Humans hallucinate too and by combining the expertise of humans and the expertise of AI you can help prevent some of these issues. Human oversight in the AI lifecycle is key.
Defining benchmarking and characterization is important to prevent unchecked hallucinations
Understanding how you can train LLMS to perform simple tasks and even use LLMS to check the work of your LLM (models can check the work of other models).
Bringing in diverse teams (legal, science, regulatory, compliance, ethics, business) early can help ensure better implementation and decrease potential risks.
Synthetic data help address some of the issues of representation in data sets, as well as provide enhanced privacy protections.
Leveraging learnings from other fields (finance, aviation, retail, etc) can help accelerate adoption in healthcare.
Threats
Dark data, missing data, biased data is still an important issue when it comes to identifying bias and ensuring representativeness; identifying data gaps should be a first order priority.
Policymaking around AI is very much a moving target, especially in the US, with both state and federal legislators considering additional safeguards that could lead to overregulation.
Hype around AI damages confidence in its performance both on the upside (utopian) and downside (apocalyptic).
The “automation paradox”: over reliance on AI models/outputs can reduce human competence and lead to worse outcomes over time; AI implementation must remain human-centric, and emphasize “human-in-the-loop oversight” with real world feedback.
Privacy laws causing increase in impact assessment, with smaller firms less able to compete in more complex regulatory environments.

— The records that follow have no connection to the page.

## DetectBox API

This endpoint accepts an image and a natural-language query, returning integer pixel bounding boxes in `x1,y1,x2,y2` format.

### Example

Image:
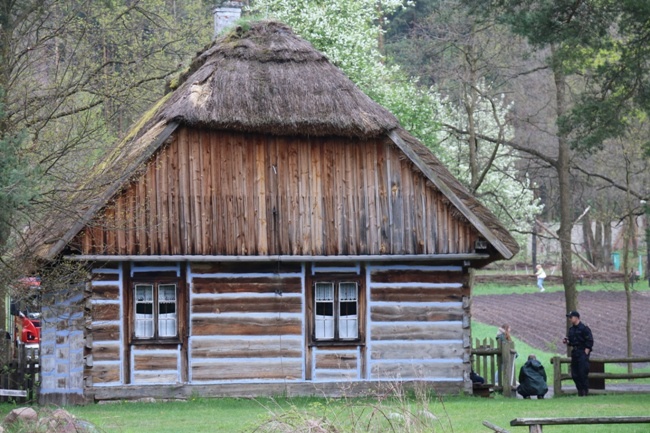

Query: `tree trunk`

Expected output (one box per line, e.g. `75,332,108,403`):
593,220,605,270
551,47,578,346
530,221,537,269
623,213,636,374
603,221,612,272
582,213,595,265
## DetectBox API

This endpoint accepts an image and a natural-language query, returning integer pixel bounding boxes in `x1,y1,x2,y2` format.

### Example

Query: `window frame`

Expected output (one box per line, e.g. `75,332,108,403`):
129,277,182,344
307,274,366,346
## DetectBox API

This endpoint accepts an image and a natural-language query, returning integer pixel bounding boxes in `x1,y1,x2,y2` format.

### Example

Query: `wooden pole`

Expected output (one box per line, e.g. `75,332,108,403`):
551,356,563,396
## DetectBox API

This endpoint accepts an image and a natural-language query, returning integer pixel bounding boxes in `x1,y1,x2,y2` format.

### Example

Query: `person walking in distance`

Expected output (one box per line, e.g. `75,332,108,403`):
535,265,546,292
562,311,594,397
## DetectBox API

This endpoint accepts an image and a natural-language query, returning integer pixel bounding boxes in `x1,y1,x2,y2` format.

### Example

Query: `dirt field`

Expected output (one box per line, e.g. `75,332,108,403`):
472,291,650,358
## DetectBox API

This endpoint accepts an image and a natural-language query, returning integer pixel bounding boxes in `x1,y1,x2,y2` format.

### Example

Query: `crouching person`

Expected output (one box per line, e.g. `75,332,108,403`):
517,355,548,399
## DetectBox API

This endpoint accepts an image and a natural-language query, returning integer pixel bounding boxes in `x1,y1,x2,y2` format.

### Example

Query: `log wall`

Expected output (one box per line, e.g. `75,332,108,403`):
86,262,470,396
72,128,477,255
188,263,304,384
367,265,470,389
86,263,125,386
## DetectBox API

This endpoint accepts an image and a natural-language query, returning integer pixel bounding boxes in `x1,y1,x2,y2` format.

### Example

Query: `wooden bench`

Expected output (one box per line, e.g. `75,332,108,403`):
510,416,650,433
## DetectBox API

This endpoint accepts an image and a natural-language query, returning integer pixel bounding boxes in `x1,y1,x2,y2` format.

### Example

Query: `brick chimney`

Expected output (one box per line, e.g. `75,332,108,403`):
213,1,243,38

Alignment with human values across societies and over time will be an ongoing challenge, especially for international regulators.
Conclusion
As a rule of thumb, using AI/ML models in the pre-clinical space (for finding molecules or optimizing their design, for instance) does not require regulatory engagement. But as soon as one of these tools is used to drive assessments (including diagnostic assessment) or analysis of clinical datasets, it is prudent to consult with regulators to assess any concerns around the model’s performance, risks, and validation. Depending on the FDA Center that regulates the products, there are multiple contact points to begin these discussions. Reaching out to the agency for early regulatory advice for these activities is always prudent, and will help weed out potential problems as early as possible to increase the likelihood of eventual regulatory acceptance.